I want to use an ETL service, but i am stuck between Apache Airflow and Matillion.
Airflow's primary use-case is orchestration / scheduling, not ETL. You can perform ETL tasks inside Airflow DAGs, but unless you're planning on implementing Airflow using a containerized / K8 architecture, you'll quickly see performance bottlenecks and even hung / stuck processes. There are ways to mitigate this, certainly, but it's not the primary use case.
Matillion's primary use-case is ETL (really ELT), so it's not going to suffer the same performance issues, or require a complex infrastructure to achieve that performance. It also provides a GUI based code-optional interface, so that you don't have to be a Python expert to achieve results quickly.
I actually view Airflow and Matillion as complimentary (potentially).
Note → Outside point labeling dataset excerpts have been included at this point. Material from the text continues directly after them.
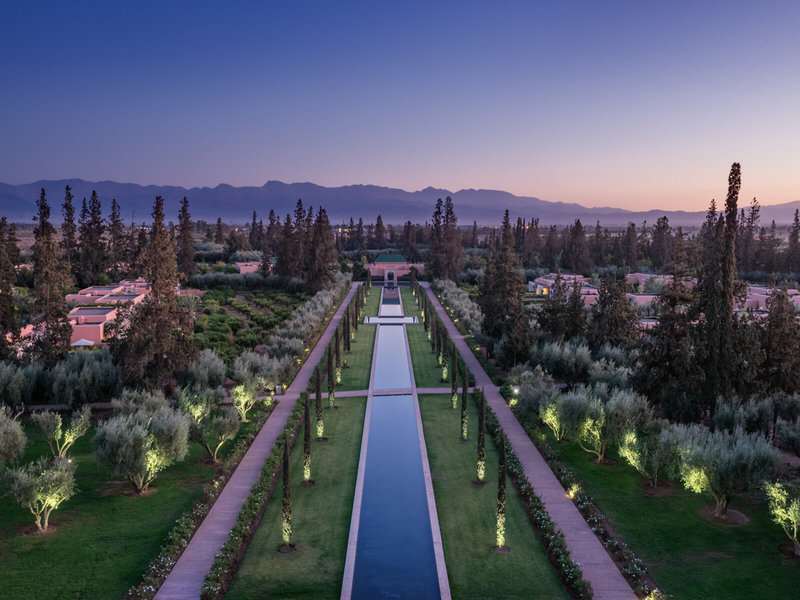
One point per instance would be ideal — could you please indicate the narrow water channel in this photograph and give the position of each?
(394, 555)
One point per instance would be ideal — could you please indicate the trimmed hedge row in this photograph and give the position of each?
(227, 560)
(229, 556)
(184, 528)
(631, 566)
(552, 538)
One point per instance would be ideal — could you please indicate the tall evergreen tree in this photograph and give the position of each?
(307, 481)
(318, 404)
(118, 254)
(219, 232)
(91, 242)
(8, 320)
(322, 254)
(577, 249)
(513, 324)
(781, 343)
(331, 380)
(717, 286)
(379, 239)
(287, 533)
(481, 466)
(500, 531)
(49, 277)
(185, 248)
(464, 405)
(69, 232)
(157, 343)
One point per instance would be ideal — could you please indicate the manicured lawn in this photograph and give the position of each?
(467, 515)
(426, 373)
(102, 539)
(321, 518)
(688, 556)
(356, 375)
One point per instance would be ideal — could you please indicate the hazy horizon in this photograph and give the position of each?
(627, 105)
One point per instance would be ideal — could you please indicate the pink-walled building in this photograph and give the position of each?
(391, 267)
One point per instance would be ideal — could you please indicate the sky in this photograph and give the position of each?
(633, 104)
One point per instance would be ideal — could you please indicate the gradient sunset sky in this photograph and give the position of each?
(634, 104)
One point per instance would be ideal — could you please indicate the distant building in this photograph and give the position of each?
(391, 267)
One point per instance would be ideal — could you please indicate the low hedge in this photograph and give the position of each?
(552, 538)
(184, 528)
(631, 566)
(230, 555)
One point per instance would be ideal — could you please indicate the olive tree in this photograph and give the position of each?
(723, 463)
(532, 387)
(208, 371)
(132, 401)
(12, 438)
(565, 414)
(653, 452)
(41, 486)
(59, 439)
(606, 422)
(140, 446)
(208, 426)
(243, 398)
(784, 505)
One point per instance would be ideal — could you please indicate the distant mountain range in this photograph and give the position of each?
(236, 204)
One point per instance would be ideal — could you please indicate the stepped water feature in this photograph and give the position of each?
(395, 548)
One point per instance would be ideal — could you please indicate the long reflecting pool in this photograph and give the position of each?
(394, 555)
(391, 359)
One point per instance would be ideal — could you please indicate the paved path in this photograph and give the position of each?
(433, 516)
(186, 579)
(584, 547)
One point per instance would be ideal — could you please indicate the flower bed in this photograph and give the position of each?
(552, 538)
(184, 528)
(229, 556)
(630, 565)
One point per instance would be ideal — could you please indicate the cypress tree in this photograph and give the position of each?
(91, 245)
(454, 387)
(157, 343)
(481, 470)
(307, 481)
(185, 249)
(464, 396)
(69, 240)
(331, 380)
(439, 343)
(8, 319)
(286, 522)
(117, 242)
(338, 356)
(318, 404)
(500, 537)
(49, 276)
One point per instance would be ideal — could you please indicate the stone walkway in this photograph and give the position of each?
(186, 579)
(598, 568)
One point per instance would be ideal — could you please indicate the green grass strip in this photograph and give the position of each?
(467, 516)
(426, 373)
(688, 556)
(102, 534)
(321, 518)
(359, 362)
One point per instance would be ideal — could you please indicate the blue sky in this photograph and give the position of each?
(633, 104)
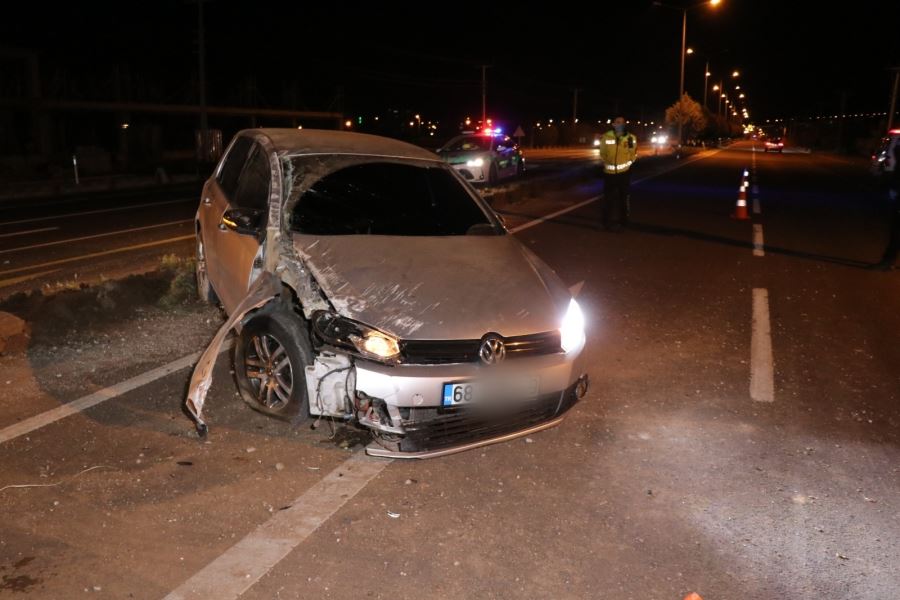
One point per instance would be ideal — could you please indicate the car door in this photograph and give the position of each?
(233, 249)
(215, 202)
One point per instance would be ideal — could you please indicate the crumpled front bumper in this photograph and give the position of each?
(433, 432)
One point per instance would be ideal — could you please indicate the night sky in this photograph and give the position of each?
(796, 58)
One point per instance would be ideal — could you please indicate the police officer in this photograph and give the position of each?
(893, 247)
(618, 150)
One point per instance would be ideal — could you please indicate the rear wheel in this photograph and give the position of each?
(270, 362)
(204, 288)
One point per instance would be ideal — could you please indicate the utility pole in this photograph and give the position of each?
(705, 82)
(896, 71)
(201, 55)
(575, 107)
(484, 95)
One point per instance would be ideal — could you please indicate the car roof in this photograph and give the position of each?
(298, 142)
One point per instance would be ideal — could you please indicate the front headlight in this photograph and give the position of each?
(366, 341)
(572, 331)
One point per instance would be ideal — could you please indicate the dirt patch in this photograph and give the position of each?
(97, 335)
(18, 583)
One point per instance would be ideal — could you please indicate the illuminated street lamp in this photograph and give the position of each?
(684, 10)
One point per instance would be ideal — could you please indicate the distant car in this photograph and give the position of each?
(883, 160)
(399, 301)
(774, 145)
(485, 157)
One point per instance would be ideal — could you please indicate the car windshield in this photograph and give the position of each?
(466, 144)
(390, 199)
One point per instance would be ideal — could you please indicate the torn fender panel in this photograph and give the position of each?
(263, 290)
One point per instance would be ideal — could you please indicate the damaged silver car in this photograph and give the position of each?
(370, 283)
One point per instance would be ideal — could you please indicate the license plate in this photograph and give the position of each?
(460, 393)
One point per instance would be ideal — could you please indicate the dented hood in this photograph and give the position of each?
(432, 288)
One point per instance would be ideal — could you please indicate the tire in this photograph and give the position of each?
(270, 361)
(493, 175)
(205, 291)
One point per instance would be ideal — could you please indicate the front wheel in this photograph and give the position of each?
(270, 362)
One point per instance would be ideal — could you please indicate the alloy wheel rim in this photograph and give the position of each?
(268, 368)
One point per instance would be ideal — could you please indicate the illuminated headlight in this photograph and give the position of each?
(356, 337)
(572, 330)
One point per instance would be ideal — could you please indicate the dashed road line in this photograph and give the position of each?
(569, 209)
(245, 563)
(28, 232)
(95, 236)
(63, 261)
(762, 378)
(107, 393)
(98, 211)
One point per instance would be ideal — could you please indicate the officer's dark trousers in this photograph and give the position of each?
(614, 210)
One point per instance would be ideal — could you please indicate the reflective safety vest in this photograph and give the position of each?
(617, 153)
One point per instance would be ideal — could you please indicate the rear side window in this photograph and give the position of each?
(253, 187)
(388, 199)
(234, 162)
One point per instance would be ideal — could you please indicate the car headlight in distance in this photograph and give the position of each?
(361, 339)
(571, 333)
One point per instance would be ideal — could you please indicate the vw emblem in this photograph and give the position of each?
(492, 350)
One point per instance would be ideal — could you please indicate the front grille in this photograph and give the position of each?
(432, 429)
(440, 352)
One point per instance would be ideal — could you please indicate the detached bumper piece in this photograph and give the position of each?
(432, 432)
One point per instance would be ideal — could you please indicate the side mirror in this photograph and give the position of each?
(245, 221)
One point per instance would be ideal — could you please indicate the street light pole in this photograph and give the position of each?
(201, 55)
(705, 82)
(681, 84)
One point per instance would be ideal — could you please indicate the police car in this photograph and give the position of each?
(484, 157)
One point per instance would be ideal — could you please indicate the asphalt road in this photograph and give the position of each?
(739, 440)
(53, 242)
(56, 243)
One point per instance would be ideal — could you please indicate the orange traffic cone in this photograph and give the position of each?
(740, 210)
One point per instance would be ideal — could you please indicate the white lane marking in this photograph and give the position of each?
(568, 209)
(107, 393)
(63, 261)
(98, 235)
(98, 211)
(554, 214)
(762, 378)
(28, 231)
(758, 240)
(21, 278)
(245, 563)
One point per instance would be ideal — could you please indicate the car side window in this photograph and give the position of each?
(253, 186)
(234, 163)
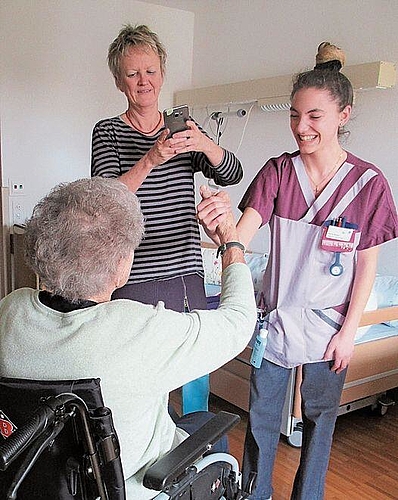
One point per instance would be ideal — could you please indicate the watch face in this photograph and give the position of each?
(336, 270)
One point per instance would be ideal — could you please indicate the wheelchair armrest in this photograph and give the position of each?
(163, 472)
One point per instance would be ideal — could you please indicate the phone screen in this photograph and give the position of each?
(175, 118)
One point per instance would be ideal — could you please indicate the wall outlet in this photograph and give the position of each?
(16, 188)
(18, 212)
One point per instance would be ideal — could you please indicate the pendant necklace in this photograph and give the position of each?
(317, 186)
(145, 132)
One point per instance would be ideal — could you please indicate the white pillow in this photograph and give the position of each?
(371, 305)
(386, 288)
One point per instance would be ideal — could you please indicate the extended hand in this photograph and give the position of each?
(340, 349)
(215, 215)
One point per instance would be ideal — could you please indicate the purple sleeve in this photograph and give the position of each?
(381, 221)
(261, 193)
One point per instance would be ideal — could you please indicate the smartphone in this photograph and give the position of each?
(175, 118)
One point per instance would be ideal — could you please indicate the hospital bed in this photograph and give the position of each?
(372, 372)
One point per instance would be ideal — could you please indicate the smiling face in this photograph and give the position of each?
(315, 119)
(140, 77)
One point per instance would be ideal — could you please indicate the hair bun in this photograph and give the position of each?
(329, 56)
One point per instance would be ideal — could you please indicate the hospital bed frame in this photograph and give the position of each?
(373, 371)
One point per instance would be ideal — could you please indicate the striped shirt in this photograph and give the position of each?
(171, 245)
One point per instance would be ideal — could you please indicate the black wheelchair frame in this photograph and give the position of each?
(96, 470)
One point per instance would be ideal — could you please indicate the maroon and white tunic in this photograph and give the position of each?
(305, 303)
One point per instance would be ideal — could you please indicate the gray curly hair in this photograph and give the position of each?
(134, 36)
(79, 233)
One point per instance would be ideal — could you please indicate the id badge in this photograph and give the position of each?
(337, 239)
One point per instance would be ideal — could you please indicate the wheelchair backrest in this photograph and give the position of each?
(60, 472)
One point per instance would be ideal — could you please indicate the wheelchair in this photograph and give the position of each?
(59, 442)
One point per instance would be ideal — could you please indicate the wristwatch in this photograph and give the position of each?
(221, 249)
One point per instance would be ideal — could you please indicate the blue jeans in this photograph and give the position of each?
(320, 392)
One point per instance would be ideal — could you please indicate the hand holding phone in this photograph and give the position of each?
(175, 119)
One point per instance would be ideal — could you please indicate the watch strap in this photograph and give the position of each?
(222, 248)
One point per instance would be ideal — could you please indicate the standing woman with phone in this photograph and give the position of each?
(134, 147)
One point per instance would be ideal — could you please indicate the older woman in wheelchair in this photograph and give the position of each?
(69, 331)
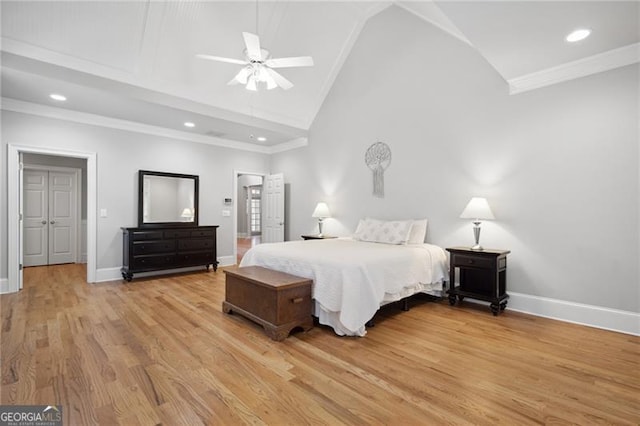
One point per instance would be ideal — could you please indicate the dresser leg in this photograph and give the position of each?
(495, 309)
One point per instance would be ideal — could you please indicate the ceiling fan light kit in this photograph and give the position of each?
(258, 66)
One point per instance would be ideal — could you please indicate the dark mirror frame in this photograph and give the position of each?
(196, 196)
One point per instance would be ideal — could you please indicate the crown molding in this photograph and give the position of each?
(605, 61)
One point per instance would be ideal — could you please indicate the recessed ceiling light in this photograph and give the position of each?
(577, 35)
(58, 97)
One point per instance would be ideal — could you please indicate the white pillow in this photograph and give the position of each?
(418, 232)
(379, 231)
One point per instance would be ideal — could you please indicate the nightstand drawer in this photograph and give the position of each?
(473, 261)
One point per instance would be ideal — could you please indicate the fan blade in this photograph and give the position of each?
(271, 83)
(252, 42)
(241, 77)
(251, 85)
(221, 59)
(300, 61)
(279, 79)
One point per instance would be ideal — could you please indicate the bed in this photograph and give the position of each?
(352, 278)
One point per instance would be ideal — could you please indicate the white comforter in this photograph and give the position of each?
(352, 279)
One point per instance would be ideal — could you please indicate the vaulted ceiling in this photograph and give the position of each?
(133, 65)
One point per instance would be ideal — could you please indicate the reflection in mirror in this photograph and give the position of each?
(168, 199)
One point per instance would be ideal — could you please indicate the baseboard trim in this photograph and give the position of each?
(108, 274)
(577, 313)
(4, 286)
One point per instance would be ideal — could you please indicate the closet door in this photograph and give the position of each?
(50, 217)
(36, 218)
(62, 217)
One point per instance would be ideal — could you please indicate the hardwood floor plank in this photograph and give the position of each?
(161, 351)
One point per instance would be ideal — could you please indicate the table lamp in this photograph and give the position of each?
(477, 209)
(321, 212)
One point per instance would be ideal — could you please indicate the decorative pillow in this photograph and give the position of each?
(379, 231)
(418, 232)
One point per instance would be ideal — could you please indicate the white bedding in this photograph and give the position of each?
(352, 279)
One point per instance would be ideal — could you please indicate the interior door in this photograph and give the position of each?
(35, 217)
(50, 217)
(62, 217)
(273, 208)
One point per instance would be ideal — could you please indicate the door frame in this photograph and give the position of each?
(236, 175)
(14, 187)
(78, 178)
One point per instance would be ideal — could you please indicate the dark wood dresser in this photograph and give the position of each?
(165, 248)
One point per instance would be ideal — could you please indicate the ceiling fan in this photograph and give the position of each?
(259, 66)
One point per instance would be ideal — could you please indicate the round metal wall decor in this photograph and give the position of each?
(378, 158)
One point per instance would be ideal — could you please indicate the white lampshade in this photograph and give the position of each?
(321, 211)
(478, 208)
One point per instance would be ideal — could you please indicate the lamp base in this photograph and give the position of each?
(476, 234)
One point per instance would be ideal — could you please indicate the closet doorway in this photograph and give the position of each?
(51, 215)
(248, 212)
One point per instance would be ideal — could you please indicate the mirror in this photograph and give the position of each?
(167, 199)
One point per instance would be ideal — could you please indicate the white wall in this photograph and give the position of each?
(558, 165)
(120, 155)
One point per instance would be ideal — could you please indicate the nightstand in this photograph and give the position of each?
(483, 276)
(317, 237)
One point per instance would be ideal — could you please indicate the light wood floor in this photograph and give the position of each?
(160, 351)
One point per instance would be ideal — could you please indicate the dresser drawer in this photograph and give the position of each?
(177, 233)
(152, 261)
(204, 233)
(195, 244)
(195, 258)
(146, 235)
(473, 261)
(151, 247)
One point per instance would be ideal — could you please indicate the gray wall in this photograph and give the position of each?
(120, 155)
(559, 165)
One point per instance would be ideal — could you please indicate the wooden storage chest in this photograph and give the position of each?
(278, 301)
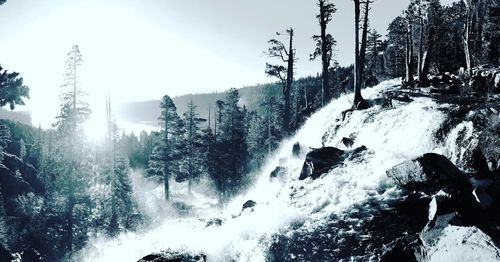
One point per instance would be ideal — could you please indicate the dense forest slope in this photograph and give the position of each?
(413, 177)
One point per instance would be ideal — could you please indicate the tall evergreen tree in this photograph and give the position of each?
(284, 72)
(231, 150)
(12, 89)
(193, 145)
(360, 50)
(73, 162)
(166, 152)
(324, 46)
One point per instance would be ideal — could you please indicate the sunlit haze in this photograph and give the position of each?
(141, 50)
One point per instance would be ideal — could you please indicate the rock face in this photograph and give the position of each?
(277, 172)
(296, 149)
(321, 160)
(444, 242)
(248, 204)
(347, 142)
(17, 177)
(214, 222)
(427, 170)
(171, 256)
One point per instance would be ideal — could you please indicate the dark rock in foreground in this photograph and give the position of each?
(426, 171)
(277, 172)
(296, 149)
(249, 204)
(321, 160)
(214, 222)
(347, 142)
(170, 256)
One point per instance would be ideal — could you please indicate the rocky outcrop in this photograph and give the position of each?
(321, 160)
(427, 172)
(442, 241)
(214, 222)
(249, 204)
(296, 149)
(277, 172)
(17, 177)
(347, 142)
(171, 256)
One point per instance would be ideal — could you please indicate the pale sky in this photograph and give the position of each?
(144, 49)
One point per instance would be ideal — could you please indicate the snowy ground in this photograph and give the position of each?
(391, 136)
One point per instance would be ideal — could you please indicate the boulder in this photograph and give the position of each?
(31, 255)
(5, 254)
(482, 197)
(427, 171)
(296, 149)
(320, 161)
(214, 222)
(496, 83)
(277, 172)
(441, 203)
(172, 256)
(478, 83)
(182, 208)
(347, 142)
(442, 241)
(249, 204)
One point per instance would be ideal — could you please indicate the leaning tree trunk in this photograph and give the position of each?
(466, 38)
(325, 61)
(426, 56)
(409, 55)
(69, 223)
(357, 61)
(420, 48)
(360, 54)
(289, 81)
(165, 167)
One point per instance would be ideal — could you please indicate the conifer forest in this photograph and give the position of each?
(321, 130)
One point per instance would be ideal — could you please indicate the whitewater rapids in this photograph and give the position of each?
(391, 136)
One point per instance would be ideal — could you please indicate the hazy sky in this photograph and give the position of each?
(143, 49)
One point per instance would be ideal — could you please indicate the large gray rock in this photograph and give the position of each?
(428, 170)
(321, 160)
(172, 256)
(444, 242)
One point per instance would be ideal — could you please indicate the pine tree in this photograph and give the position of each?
(324, 46)
(73, 162)
(233, 142)
(360, 50)
(12, 90)
(166, 154)
(284, 73)
(394, 55)
(5, 136)
(193, 145)
(373, 46)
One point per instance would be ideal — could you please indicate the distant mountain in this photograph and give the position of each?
(147, 112)
(23, 117)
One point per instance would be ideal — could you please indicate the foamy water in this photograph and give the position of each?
(391, 136)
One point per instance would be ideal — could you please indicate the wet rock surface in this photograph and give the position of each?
(426, 172)
(172, 256)
(320, 161)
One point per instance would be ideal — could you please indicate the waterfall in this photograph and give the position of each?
(391, 136)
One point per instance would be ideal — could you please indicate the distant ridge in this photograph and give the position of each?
(23, 117)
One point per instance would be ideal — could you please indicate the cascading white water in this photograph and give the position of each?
(391, 136)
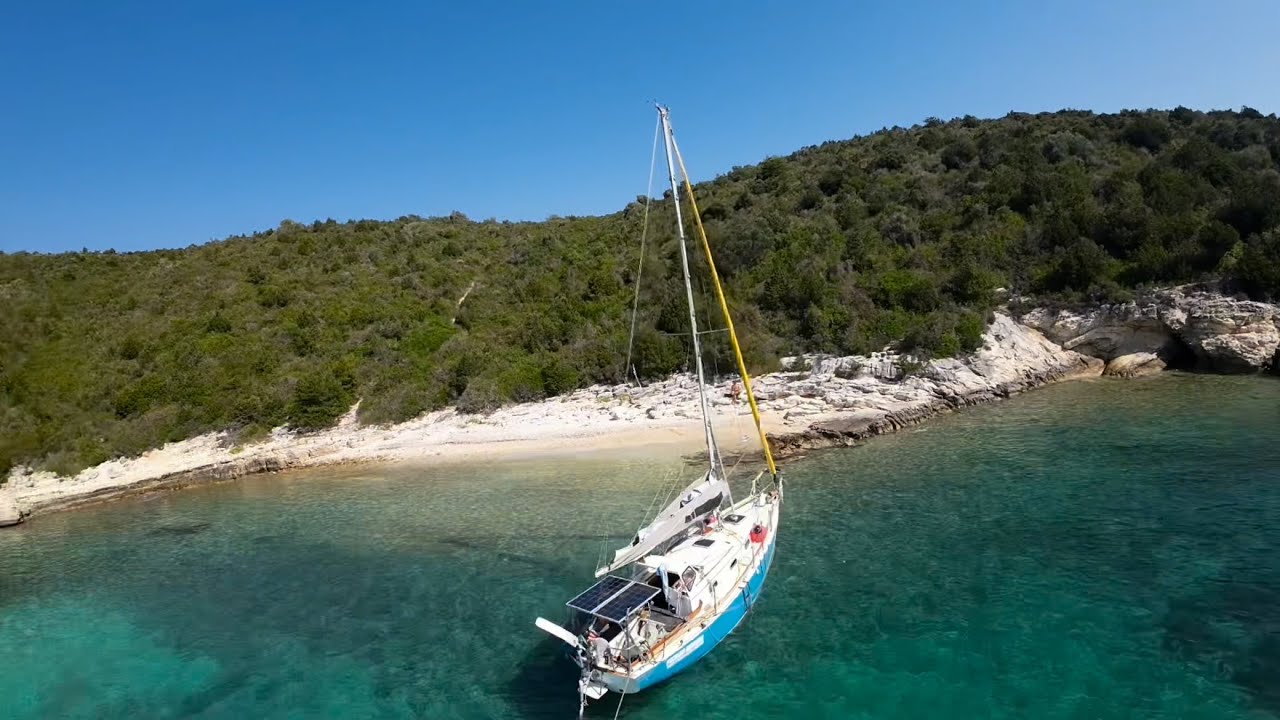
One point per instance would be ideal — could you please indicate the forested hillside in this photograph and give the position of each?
(901, 236)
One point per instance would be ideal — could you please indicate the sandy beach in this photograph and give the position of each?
(828, 401)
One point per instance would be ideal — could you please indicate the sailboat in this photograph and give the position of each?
(690, 574)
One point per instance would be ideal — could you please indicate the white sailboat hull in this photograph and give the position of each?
(709, 627)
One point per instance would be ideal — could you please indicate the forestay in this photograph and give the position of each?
(695, 502)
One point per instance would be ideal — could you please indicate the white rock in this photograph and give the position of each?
(1134, 364)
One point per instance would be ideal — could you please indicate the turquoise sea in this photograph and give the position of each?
(1102, 548)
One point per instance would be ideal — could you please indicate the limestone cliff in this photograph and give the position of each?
(1182, 327)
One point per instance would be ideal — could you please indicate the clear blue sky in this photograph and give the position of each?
(160, 124)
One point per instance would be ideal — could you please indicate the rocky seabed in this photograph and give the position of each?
(821, 401)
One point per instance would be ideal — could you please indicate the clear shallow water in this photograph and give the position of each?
(1089, 550)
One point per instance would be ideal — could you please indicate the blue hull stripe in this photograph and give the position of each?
(713, 633)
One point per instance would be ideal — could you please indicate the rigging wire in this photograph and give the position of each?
(644, 236)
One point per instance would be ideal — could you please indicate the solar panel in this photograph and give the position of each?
(613, 598)
(625, 602)
(594, 596)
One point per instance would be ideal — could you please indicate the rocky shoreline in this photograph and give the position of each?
(823, 402)
(1184, 327)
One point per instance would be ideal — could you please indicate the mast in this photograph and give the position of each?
(728, 320)
(668, 140)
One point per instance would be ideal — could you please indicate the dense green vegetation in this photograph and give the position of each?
(901, 236)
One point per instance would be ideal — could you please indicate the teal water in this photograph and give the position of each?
(1089, 550)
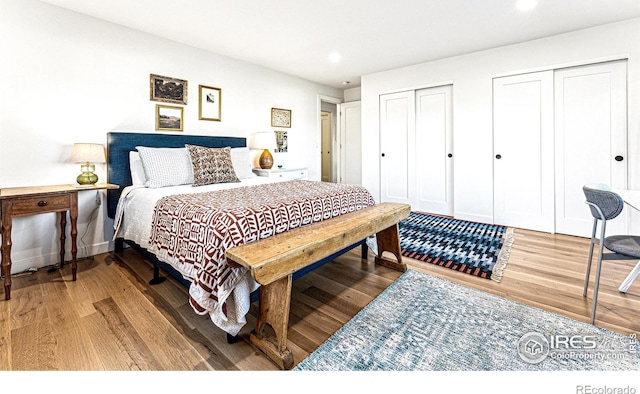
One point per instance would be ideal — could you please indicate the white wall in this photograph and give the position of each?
(71, 78)
(471, 76)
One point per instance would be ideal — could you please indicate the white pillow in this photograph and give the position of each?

If you have inter-application dependencies, for example, you can orchestrate Matillion workflow with Airflow, or another third-party scheduler, and gain the benefits of both.
I've never used Matillion. So I can't answer with respect to any specific use case you have.
But with the quick analysis on Matillion I can very well tell that Matillion and Airflow aren't the same at all.
Matillion is a Extract/Transform/Load tool. You can compare it with tools like AWS Glue / Apache NiFi / DMExpress.
Airflow is an orchestration tool. You can compare it with tools like oozie.
More importantly Matillion doesn't come free of cost.